Letter to the Editor

'Who really governs'

Tuesday, February 10, 2015

Dear Editor:

In a Letter to the Editor Jan. 21, Walter Cochran comments, "Missouri voters defeated a Constitutional Amendment 3 this past November by nearly 70 percent of the voters." Each county's vote, in our area, was reported on this amendment. All cast a negative vote of more than 75 percent. The proposed bill would have eroded local school board control, severely limited teacher tenure, and required districts to use standardized testing of student performance as a basis for salary of teachers.

Yet he reports that Sen. Emery has introduced for the current legislative session a bill closely resembling Amendment 3. The proposed bill would remove local control from school boards, eliminate teacher tenure, and require districts to base a teacher's salary on student performance with standardized testing.

He asked in his letter, "Who does Sen. Ed Emery represent?" He reports a wealthy man is among those who were supporting Amendment 3.

I agree with Mr. Cochran and have raised questions with Mr. Emery about who he represents. He has at least given me the courtesy of responding to my comments while many other legislators completely ignore what is being said to them.

"Who does Ed Emery represent?" He admits a wealthy man contributes to his campaigns, but he acts for the best interest of his district. Some other legislators seem to ignore what is being said to them.


Many sources report bills introduced into Missouri's legislative bodies are identical to bills introduced in other states. These bills can be traced back to organizations that depend on the wealth of a few individuals. These supporters can use their own companies' power or recruit those who serve on their boards or from boards on which they serve.

Ideas promoted in their "think tanks" are favorable for corporations, such as their own. Their position: Reducing government size, regulation, taxes, wages and pensions paid to workers will make for efficiency, lower cost and evidently would miraculously create more jobs.

Unemployment has increased as jobs have been lost or moved to poorer countries. Legislators become convinced such ideas make sense. After all, they come from "successful, influential persons" who, obviously, know more than the public. Coincidentally, they make generous contributions to politicians who support their ideas and vote the way they want them to vote.

Upper management salaries have increased, profits and stock values have risen. Managers of failed companies have been rewarded with extravagant "bonuses" at taxpayer expense.

Look at the results of such governing in the last 30+ years. Wages of workers have remained almost level. Pension programs have been "raided" or have not been funded, even blamed for "bankrupting town and city governments."

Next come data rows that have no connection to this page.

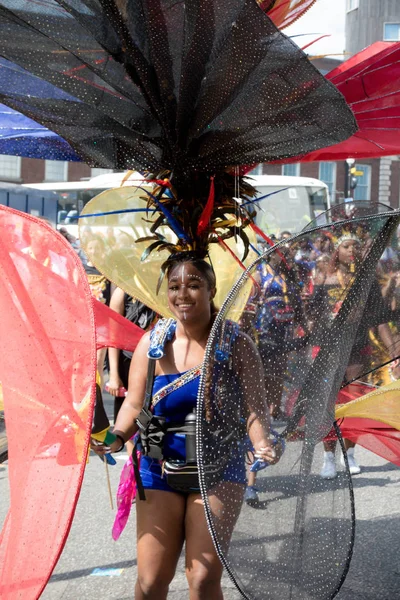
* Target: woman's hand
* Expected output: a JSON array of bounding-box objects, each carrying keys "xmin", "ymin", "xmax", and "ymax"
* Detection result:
[
  {"xmin": 90, "ymin": 438, "xmax": 122, "ymax": 456},
  {"xmin": 254, "ymin": 439, "xmax": 283, "ymax": 465},
  {"xmin": 106, "ymin": 373, "xmax": 124, "ymax": 397}
]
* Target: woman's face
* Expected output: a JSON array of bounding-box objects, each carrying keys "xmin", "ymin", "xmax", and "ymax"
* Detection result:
[
  {"xmin": 338, "ymin": 240, "xmax": 360, "ymax": 265},
  {"xmin": 168, "ymin": 262, "xmax": 215, "ymax": 323}
]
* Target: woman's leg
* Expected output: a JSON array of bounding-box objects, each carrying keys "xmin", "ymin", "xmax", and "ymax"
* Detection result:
[
  {"xmin": 185, "ymin": 482, "xmax": 245, "ymax": 600},
  {"xmin": 185, "ymin": 494, "xmax": 223, "ymax": 600},
  {"xmin": 135, "ymin": 490, "xmax": 186, "ymax": 600}
]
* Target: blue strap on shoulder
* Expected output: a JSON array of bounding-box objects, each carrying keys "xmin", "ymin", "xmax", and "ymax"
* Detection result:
[{"xmin": 147, "ymin": 319, "xmax": 176, "ymax": 360}]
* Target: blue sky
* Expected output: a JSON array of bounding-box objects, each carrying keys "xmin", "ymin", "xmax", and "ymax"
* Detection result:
[{"xmin": 284, "ymin": 0, "xmax": 346, "ymax": 58}]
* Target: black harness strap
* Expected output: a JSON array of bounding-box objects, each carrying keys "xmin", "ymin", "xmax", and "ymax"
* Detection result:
[{"xmin": 132, "ymin": 358, "xmax": 156, "ymax": 500}]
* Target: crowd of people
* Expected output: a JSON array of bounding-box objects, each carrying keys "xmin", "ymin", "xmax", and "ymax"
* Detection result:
[{"xmin": 242, "ymin": 226, "xmax": 400, "ymax": 496}]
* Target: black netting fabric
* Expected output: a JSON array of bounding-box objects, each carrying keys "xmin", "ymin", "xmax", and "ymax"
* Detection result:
[
  {"xmin": 0, "ymin": 0, "xmax": 356, "ymax": 172},
  {"xmin": 198, "ymin": 212, "xmax": 400, "ymax": 600}
]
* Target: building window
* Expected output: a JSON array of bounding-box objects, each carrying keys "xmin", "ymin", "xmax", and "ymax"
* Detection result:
[
  {"xmin": 90, "ymin": 168, "xmax": 113, "ymax": 177},
  {"xmin": 383, "ymin": 23, "xmax": 400, "ymax": 42},
  {"xmin": 44, "ymin": 160, "xmax": 68, "ymax": 181},
  {"xmin": 346, "ymin": 0, "xmax": 360, "ymax": 12},
  {"xmin": 282, "ymin": 163, "xmax": 300, "ymax": 177},
  {"xmin": 354, "ymin": 164, "xmax": 371, "ymax": 200},
  {"xmin": 248, "ymin": 163, "xmax": 264, "ymax": 175},
  {"xmin": 318, "ymin": 162, "xmax": 336, "ymax": 202},
  {"xmin": 0, "ymin": 154, "xmax": 21, "ymax": 180}
]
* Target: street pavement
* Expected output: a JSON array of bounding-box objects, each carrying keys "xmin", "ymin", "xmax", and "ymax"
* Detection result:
[{"xmin": 0, "ymin": 399, "xmax": 400, "ymax": 600}]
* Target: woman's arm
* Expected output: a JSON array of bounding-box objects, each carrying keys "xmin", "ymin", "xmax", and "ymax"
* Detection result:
[
  {"xmin": 234, "ymin": 332, "xmax": 279, "ymax": 463},
  {"xmin": 111, "ymin": 333, "xmax": 150, "ymax": 452}
]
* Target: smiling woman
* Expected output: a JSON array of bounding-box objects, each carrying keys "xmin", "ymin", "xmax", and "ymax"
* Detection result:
[{"xmin": 96, "ymin": 251, "xmax": 279, "ymax": 600}]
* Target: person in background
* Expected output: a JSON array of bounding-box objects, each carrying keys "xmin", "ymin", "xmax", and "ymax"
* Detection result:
[{"xmin": 106, "ymin": 288, "xmax": 157, "ymax": 452}]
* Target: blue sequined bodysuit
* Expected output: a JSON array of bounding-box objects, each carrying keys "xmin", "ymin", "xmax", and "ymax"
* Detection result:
[
  {"xmin": 140, "ymin": 370, "xmax": 200, "ymax": 491},
  {"xmin": 140, "ymin": 320, "xmax": 246, "ymax": 492}
]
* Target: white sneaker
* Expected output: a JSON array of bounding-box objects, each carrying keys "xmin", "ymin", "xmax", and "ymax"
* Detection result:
[
  {"xmin": 340, "ymin": 448, "xmax": 361, "ymax": 475},
  {"xmin": 244, "ymin": 485, "xmax": 260, "ymax": 506},
  {"xmin": 320, "ymin": 452, "xmax": 337, "ymax": 479}
]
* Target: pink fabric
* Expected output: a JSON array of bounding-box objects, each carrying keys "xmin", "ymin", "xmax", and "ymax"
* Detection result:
[
  {"xmin": 0, "ymin": 206, "xmax": 96, "ymax": 600},
  {"xmin": 112, "ymin": 451, "xmax": 141, "ymax": 541}
]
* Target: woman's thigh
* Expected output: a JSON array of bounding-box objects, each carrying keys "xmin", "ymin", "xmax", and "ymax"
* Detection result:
[
  {"xmin": 185, "ymin": 482, "xmax": 245, "ymax": 579},
  {"xmin": 136, "ymin": 489, "xmax": 186, "ymax": 581},
  {"xmin": 185, "ymin": 494, "xmax": 222, "ymax": 585}
]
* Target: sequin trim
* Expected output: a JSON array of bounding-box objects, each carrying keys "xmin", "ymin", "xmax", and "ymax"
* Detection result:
[
  {"xmin": 152, "ymin": 366, "xmax": 201, "ymax": 406},
  {"xmin": 147, "ymin": 319, "xmax": 176, "ymax": 360}
]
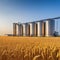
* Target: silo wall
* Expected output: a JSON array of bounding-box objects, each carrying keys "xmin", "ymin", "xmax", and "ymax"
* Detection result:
[{"xmin": 45, "ymin": 20, "xmax": 55, "ymax": 36}]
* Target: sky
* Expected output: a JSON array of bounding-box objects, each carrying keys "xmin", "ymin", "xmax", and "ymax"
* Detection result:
[{"xmin": 0, "ymin": 0, "xmax": 60, "ymax": 35}]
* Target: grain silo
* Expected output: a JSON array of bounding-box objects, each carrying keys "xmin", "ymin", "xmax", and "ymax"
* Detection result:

Regulations on banks and industries have been reduced, allowing greater risks or damage to our environment. Unemployment increased to more than 10 percent but decreased in the last six years, despite policies and obstruction by many of our politicians. These groups are trying to "privatize" government services. Prisons, schools, our Postal Service, all are being targeted. Some states have depended on toll roads.

Do we want our children educated by corporations? Charter schools, in some communities, use public facilities. Some prisons are administered by corporations. Our postal service suffers under restrictive over payment of pension funds and limiting services they could provide, yet has done an amazing job. Low population areas have been forced to give up service.

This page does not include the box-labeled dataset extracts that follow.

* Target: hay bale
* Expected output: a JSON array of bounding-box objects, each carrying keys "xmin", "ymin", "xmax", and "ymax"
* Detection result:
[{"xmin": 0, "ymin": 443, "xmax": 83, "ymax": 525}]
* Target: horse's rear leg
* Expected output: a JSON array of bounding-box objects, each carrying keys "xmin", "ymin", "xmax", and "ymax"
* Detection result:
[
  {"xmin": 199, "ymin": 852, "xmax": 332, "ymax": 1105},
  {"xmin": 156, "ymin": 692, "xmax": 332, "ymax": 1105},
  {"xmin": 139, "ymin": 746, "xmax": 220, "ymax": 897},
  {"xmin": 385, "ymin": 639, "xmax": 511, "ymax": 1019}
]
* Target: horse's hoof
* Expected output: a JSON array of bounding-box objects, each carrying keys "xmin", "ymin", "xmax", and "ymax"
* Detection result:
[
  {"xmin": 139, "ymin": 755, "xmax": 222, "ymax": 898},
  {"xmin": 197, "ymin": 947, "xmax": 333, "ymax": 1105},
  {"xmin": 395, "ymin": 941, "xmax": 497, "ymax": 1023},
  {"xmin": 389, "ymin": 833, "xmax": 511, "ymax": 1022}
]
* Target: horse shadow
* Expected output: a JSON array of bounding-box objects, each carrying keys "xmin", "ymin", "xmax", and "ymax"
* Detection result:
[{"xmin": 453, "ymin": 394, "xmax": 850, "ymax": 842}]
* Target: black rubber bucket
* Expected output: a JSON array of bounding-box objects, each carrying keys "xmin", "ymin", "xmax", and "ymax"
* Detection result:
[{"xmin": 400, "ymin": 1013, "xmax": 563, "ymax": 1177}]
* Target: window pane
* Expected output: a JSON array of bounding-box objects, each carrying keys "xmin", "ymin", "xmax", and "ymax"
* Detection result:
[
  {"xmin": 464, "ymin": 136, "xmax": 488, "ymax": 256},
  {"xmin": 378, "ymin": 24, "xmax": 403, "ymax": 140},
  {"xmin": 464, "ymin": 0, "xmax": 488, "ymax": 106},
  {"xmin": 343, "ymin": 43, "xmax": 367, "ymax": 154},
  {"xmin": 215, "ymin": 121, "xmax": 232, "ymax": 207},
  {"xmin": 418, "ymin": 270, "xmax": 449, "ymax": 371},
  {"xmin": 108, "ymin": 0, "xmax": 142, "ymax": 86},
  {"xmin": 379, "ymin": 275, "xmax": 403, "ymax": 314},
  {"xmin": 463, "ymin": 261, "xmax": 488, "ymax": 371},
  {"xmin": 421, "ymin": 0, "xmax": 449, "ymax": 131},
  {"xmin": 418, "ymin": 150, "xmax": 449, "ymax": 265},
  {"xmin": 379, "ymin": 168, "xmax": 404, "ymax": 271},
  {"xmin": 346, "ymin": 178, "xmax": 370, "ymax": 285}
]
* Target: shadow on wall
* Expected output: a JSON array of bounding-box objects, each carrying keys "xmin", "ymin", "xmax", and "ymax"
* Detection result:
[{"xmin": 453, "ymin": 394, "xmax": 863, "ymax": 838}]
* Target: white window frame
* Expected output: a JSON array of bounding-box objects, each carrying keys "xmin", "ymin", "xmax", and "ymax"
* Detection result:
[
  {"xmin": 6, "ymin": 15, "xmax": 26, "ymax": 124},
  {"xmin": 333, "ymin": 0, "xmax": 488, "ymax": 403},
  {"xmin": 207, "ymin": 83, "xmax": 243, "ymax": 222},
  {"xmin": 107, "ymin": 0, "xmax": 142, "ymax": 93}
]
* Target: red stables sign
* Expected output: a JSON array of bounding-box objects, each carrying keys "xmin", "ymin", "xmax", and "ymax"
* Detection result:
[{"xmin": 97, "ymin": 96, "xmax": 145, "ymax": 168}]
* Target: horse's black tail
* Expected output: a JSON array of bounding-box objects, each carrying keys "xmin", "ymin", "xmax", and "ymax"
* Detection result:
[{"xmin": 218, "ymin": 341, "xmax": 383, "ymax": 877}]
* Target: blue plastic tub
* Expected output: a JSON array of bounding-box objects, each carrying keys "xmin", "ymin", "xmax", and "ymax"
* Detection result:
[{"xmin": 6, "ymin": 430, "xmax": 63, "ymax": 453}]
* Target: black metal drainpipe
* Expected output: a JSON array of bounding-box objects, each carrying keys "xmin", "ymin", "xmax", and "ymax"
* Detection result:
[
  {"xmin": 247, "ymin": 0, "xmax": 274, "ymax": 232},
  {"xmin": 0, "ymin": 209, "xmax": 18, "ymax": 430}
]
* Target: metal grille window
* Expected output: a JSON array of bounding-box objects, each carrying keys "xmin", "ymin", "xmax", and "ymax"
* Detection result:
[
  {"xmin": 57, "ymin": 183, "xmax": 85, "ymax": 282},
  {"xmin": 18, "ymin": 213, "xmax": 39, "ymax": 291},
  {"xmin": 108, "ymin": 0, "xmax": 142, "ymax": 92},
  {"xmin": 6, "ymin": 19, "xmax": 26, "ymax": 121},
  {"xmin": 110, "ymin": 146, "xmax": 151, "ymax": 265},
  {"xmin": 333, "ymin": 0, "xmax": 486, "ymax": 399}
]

Criticism of services is used to convince the public that profit makers can do a better job and result in lower taxes and smaller government. Does any of this sound familiar?

These conditions raise a question about our system and what is happening within it. I would like to offer some information that I hope would be helpful in interpreting the events of the past, the present and hopefully explain future activities.

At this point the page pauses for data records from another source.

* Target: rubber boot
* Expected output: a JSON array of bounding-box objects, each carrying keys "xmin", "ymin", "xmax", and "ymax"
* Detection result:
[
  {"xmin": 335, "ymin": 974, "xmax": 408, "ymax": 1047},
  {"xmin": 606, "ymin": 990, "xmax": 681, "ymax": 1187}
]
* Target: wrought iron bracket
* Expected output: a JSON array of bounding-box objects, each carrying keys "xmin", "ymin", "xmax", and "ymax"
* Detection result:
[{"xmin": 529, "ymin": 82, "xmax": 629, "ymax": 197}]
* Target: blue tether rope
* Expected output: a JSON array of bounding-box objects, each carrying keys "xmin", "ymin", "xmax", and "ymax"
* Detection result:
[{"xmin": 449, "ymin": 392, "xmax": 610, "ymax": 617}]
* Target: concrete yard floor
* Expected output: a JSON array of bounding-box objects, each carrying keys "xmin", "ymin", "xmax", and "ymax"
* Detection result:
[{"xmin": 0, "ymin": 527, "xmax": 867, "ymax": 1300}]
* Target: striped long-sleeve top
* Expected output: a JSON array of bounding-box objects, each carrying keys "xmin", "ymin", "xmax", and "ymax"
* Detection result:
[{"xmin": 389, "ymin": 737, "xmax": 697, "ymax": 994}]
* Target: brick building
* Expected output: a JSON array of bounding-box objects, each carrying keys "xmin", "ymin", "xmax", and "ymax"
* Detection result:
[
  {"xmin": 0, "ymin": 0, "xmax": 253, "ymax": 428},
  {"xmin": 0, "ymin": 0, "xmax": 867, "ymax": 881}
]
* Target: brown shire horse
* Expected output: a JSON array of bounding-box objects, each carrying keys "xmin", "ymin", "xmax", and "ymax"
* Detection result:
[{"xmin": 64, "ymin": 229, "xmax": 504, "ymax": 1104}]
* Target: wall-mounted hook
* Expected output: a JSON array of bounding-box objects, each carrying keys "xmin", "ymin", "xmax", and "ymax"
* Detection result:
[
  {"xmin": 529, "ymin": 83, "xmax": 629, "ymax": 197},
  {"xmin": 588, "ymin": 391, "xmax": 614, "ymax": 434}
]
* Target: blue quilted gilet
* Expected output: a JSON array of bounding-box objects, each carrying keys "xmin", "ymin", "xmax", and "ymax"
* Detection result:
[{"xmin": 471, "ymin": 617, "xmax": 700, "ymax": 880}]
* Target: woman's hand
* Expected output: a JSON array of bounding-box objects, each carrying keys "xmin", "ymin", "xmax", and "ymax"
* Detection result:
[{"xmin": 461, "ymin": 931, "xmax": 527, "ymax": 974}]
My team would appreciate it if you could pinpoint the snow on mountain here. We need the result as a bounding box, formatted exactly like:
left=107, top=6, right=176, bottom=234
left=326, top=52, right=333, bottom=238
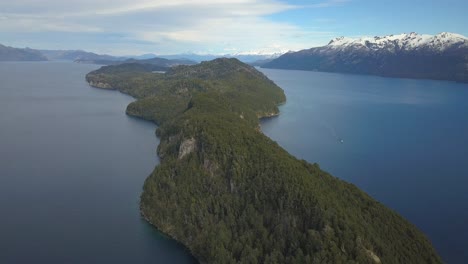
left=325, top=32, right=468, bottom=51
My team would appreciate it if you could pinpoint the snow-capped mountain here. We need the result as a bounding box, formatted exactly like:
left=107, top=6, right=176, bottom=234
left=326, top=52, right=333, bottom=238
left=262, top=32, right=468, bottom=82
left=327, top=32, right=468, bottom=51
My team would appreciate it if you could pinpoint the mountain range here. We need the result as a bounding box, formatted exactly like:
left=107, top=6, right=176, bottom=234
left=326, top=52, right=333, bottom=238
left=0, top=44, right=47, bottom=61
left=0, top=44, right=281, bottom=65
left=262, top=32, right=468, bottom=82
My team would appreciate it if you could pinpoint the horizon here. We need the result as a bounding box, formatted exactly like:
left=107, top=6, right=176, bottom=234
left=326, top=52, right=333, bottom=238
left=0, top=0, right=468, bottom=56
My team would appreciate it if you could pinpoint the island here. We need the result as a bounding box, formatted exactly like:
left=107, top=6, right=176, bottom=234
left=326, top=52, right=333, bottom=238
left=86, top=58, right=442, bottom=263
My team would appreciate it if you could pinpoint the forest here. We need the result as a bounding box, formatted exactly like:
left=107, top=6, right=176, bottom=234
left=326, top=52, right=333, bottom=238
left=86, top=58, right=442, bottom=263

I hope to share in articles for the paper. I would like to begin with a title, "Conservative, Liberal, Radical." This is to consider into which of these groups you might fall.

In other writings I have described how many other words are used as synonyms or adjectives to make the above words carry negative meaning. It seems we must guard, carefully, the henhouse.

There are those who think we should pay taxes that favor their own interests or a small group of wealthy persons who contribute liberally to those who vote in their favor.